The Impact of Investment Fees on Returns
Investment fees may appear minimal on the surface, but their long-term impact on your investment returns can be substantial. Let’s consider two scenarios to illustrate this:
Scenario 1: Embracing Lower Costs
Suppose you have an investment account worth $80,000 and hold the investment for 25 years, earning an annual return of 7% while paying an expense ratio of 0.50%. At the end of the 25 years, your investment would grow to approximately $380,000.
Scenario 2: Overlooking Costs
Now, imagine the same scenario, but with a higher expense ratio of 2.0%. After 25 years, your investment would only grow to approximately $260,000. That seemingly small 1.5% difference in expense ratio would cost you $120,000 over 25 years.
These scenarios highlight the importance of considering investment costs.

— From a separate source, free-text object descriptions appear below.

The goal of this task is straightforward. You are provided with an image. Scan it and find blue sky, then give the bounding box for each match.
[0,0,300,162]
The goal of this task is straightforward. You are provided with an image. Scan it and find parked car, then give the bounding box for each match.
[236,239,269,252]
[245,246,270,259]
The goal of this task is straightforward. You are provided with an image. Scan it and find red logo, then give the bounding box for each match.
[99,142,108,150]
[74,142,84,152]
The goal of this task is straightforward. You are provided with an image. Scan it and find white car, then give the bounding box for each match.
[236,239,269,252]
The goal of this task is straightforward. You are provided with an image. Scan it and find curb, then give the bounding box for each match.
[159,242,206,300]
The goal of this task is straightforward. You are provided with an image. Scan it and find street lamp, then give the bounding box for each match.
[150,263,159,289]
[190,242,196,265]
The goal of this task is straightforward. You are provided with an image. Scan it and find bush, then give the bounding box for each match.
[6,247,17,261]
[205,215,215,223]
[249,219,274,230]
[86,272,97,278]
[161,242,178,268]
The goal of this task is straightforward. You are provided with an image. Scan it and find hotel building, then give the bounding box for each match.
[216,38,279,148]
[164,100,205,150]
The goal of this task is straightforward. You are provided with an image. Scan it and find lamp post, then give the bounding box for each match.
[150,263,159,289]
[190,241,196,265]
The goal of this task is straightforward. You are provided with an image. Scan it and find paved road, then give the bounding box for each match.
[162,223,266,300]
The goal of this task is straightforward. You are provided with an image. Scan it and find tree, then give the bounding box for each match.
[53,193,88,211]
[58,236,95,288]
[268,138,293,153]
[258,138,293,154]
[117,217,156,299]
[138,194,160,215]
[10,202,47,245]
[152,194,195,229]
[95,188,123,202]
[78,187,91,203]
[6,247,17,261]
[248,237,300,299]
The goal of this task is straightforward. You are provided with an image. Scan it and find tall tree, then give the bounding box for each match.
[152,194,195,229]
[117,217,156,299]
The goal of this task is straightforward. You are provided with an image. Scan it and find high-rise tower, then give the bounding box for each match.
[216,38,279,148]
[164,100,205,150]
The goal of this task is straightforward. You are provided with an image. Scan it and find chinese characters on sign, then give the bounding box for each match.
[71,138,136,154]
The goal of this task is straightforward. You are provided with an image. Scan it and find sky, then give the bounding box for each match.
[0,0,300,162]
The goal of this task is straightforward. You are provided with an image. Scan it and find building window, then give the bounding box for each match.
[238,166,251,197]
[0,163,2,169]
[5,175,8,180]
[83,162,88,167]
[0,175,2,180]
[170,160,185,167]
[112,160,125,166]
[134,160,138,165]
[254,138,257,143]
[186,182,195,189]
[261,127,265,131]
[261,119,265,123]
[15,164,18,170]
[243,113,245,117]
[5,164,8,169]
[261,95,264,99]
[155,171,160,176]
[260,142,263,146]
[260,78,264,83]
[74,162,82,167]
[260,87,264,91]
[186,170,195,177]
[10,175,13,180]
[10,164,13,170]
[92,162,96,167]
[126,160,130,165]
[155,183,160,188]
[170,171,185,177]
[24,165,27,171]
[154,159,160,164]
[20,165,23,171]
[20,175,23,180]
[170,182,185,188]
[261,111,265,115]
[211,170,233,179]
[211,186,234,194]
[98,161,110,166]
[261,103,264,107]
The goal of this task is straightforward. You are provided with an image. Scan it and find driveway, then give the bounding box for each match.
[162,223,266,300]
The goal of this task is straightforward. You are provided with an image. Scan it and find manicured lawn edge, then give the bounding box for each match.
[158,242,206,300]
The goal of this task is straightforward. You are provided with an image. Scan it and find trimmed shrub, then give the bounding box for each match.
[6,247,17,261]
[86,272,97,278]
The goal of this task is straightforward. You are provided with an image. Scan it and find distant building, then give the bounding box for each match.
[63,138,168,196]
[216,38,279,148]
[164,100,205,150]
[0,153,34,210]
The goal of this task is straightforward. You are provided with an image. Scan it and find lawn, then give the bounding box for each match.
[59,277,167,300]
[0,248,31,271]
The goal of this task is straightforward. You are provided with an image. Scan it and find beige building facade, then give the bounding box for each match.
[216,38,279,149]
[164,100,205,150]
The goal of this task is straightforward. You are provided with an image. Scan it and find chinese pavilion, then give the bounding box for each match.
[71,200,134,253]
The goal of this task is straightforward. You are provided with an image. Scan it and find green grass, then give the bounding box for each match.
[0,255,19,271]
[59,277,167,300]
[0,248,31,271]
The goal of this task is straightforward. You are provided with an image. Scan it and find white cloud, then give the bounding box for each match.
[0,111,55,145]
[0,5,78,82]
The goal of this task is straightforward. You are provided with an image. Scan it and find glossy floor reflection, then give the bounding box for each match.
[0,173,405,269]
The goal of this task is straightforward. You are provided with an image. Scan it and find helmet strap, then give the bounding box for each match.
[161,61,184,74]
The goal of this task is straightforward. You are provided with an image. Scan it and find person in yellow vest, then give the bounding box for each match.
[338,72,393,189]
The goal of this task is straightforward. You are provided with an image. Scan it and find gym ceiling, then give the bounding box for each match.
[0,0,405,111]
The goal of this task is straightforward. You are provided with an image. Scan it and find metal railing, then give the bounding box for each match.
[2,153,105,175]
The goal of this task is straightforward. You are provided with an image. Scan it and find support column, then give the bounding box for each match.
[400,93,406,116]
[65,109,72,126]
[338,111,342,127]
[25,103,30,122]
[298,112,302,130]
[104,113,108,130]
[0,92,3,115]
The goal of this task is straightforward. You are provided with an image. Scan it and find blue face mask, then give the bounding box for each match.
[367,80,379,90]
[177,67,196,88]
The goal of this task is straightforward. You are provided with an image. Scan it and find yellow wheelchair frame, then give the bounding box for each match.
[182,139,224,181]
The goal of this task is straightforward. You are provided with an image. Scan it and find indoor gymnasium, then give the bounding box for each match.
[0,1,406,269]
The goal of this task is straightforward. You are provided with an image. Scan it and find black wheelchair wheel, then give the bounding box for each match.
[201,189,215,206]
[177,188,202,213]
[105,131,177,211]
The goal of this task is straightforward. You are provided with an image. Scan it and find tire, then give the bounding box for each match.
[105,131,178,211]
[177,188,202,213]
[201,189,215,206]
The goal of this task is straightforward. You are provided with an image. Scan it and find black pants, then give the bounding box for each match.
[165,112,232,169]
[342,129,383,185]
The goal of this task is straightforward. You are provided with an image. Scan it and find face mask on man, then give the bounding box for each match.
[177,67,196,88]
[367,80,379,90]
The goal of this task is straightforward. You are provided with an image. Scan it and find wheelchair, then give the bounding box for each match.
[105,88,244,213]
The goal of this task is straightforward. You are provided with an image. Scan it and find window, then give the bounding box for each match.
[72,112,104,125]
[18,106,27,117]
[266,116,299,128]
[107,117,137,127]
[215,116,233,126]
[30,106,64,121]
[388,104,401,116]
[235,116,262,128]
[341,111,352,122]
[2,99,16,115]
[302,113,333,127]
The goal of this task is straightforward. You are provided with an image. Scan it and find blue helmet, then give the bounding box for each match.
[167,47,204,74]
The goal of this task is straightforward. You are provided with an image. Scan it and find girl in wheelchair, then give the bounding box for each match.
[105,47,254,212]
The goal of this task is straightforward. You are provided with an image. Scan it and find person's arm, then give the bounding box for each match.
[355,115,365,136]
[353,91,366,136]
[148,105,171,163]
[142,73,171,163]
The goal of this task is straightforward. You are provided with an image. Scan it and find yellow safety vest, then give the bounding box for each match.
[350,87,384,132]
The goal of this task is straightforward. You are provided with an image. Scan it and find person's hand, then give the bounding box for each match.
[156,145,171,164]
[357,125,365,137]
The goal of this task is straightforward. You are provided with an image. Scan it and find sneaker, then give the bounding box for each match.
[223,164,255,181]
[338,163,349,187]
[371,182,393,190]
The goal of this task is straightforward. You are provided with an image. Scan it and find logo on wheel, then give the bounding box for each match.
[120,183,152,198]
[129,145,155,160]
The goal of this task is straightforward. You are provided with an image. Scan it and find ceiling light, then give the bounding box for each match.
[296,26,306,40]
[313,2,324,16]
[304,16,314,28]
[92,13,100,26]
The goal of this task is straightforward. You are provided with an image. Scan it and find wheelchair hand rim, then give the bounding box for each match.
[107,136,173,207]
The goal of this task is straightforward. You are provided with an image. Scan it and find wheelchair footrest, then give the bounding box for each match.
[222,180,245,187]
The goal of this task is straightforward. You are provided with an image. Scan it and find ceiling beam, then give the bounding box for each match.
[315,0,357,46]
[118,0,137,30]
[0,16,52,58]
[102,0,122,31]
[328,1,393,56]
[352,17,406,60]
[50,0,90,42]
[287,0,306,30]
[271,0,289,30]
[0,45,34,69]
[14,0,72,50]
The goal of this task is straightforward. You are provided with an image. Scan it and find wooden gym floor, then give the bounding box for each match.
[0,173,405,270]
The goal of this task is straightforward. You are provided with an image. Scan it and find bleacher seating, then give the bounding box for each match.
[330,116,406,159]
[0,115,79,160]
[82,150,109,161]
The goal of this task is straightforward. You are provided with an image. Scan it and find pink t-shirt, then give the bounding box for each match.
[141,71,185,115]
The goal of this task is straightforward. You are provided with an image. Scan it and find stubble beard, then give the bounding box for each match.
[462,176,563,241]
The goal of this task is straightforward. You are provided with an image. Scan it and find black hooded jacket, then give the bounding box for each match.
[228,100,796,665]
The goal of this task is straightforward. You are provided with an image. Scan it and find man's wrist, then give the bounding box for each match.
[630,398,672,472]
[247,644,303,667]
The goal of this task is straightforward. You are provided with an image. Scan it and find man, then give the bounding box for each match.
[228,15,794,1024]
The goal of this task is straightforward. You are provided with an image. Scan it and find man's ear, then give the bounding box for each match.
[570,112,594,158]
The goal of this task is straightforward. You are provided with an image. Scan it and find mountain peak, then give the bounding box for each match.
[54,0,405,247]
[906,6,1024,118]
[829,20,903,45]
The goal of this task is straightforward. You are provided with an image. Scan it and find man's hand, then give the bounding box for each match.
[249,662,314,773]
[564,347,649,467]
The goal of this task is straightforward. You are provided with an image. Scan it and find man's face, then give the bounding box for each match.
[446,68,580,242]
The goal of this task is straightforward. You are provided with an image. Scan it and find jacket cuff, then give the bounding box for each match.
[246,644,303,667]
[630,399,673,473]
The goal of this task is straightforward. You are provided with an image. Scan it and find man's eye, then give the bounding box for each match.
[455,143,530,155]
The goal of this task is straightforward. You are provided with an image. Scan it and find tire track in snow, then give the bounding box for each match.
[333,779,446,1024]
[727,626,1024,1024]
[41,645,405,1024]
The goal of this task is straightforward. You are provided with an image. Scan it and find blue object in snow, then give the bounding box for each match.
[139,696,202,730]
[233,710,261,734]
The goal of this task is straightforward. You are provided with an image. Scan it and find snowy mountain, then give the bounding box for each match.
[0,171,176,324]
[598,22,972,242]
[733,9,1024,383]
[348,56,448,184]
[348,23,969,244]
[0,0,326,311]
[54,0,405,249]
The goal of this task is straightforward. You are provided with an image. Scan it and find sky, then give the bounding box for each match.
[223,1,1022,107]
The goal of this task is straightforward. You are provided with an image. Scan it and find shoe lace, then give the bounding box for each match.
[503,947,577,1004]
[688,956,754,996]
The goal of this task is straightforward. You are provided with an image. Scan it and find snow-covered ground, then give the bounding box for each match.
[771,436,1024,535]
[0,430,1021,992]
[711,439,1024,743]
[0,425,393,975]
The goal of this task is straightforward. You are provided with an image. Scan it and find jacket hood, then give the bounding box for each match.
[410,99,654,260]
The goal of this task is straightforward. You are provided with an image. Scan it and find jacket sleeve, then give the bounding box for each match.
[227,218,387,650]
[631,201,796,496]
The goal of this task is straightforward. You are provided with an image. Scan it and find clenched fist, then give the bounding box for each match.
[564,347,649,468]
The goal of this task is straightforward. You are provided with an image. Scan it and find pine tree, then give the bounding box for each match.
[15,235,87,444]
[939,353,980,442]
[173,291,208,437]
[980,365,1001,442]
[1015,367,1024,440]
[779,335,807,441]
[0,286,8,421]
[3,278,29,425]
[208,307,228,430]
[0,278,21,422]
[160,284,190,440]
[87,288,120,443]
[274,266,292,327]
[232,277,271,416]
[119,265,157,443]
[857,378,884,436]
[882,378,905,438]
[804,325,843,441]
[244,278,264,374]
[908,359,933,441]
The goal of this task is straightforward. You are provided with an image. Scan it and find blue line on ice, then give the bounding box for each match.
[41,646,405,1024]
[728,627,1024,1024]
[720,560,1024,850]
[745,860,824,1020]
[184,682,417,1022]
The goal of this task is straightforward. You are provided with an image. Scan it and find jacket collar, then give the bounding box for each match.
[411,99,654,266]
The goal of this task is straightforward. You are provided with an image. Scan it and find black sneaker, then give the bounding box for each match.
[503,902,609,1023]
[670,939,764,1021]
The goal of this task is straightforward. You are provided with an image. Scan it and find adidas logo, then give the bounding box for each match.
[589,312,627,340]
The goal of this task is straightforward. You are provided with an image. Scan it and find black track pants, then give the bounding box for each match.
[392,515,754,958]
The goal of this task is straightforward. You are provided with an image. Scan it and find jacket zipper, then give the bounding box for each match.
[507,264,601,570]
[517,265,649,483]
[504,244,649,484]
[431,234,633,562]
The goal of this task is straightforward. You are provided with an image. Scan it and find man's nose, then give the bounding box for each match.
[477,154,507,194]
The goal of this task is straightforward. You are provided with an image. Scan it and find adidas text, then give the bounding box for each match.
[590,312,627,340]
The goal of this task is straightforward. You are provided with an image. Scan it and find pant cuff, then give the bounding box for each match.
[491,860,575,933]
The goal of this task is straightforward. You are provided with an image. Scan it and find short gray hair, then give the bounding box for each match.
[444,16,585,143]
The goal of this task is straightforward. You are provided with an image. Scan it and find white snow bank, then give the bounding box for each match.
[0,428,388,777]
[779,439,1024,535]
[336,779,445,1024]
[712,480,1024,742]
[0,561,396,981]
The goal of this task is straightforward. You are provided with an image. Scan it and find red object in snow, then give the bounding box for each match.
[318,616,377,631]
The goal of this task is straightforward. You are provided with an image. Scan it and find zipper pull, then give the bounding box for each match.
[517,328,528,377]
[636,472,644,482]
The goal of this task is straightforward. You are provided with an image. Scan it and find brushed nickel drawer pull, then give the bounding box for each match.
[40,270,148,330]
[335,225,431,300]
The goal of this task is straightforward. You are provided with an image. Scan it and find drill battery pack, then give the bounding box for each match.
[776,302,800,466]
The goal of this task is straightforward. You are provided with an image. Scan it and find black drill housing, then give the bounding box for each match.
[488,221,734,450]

Lowering fees can significantly impact your long-term returns and help you build wealth more effectively.
Strategies to Reduce Investment Costs
Reducing investment costs is crucial for maximising your returns over the long term. Here are some strategies to help you lower your investment costs:
1. Buy and Hold: Embrace Long-Term Investing
One effective strategy to lower costs is to adopt a buy-and-hold approach. By staying invested in globally diversified funds for the long term, you can minimise transaction costs associated with frequent buying and selling. Remember, “stay in your seat” and focus on time in the market rather than timing the market.
2. Tax Considerations: Understand the Implications
Taxes can significantly impact your investment returns. Understanding the tax implications of different investment vehicles can help you optimise your tax strategy. Consider tax-exempt or tax-deferred investments to reduce your tax burden and increase your after-tax returns. British expats when leaving Hong Kong, can look to expand their investments when moving back to the UK by opening ISAs or SIPPs which have favourable tax reliefs and exemptions. Hong Kong investors can look to open a TDVC account which offers tax deductibles, more on that here.
Do you know the difference between Irish-domiciled funds and US-Listed Funds? US-listed funds are subject to higher withholding tax on dividends, and higher estate tax. More on this later.
3. Diversification: Opt for Low-Cost, Global ETFs
Diversification is key to managing risk in your investment portfolio. Instead of investing solely in a single market, such as the S&P, consider low-cost, globally diversified ETFs with a broad range of assets in multiple markets. This will give you exposure to multiple different markets which may outperform other markets, capturing returns you may not receive when investing in a single market. These funds offer both lower costs and higher diversification, providing you with a well-rounded investment strategy.
4. Research and Comparison: Find Cost-Effective Investments
Doing thorough research and comparing investment options is essential for finding cost-effective investments. Look for funds with lower expense ratios and consider no entry or exit charges. Take advantage of online brokerage platforms that offer low-cost trading and access to a wide range of investment products.
An example of this is Interactive Brokers, which currently charges a 0% platform fee. A Vanguard mutual fund fee which is Irish-Domiciled varies from 0.05%p. a to 0.29% p.a.
5. Professional Advisors: The value of an Advisor
This may seem counter-intuitive, but there are many added values of having an advisor. A study from Vanguard shows an advisor’s range of potential value added to clients can “add up to, or even exceed 3% in net returns”. This means even paying for an advisor can often benefit you in the long run in scenarios such as rebalancing, asset allocation, and most importantly, behavioural coaching.
Lowering investment costs is a crucial step towards maximising your returns and building long-term wealth. By understanding the different types of investment costs and employing strategies to reduce them, you can enhance your investment performance. Remember, time is your ally when it comes to investing, and minimising costs allows you to keep more of your hard-earned money working for you. So, embrace lower costs, stay invested for the long term, and watch your wealth grow over time.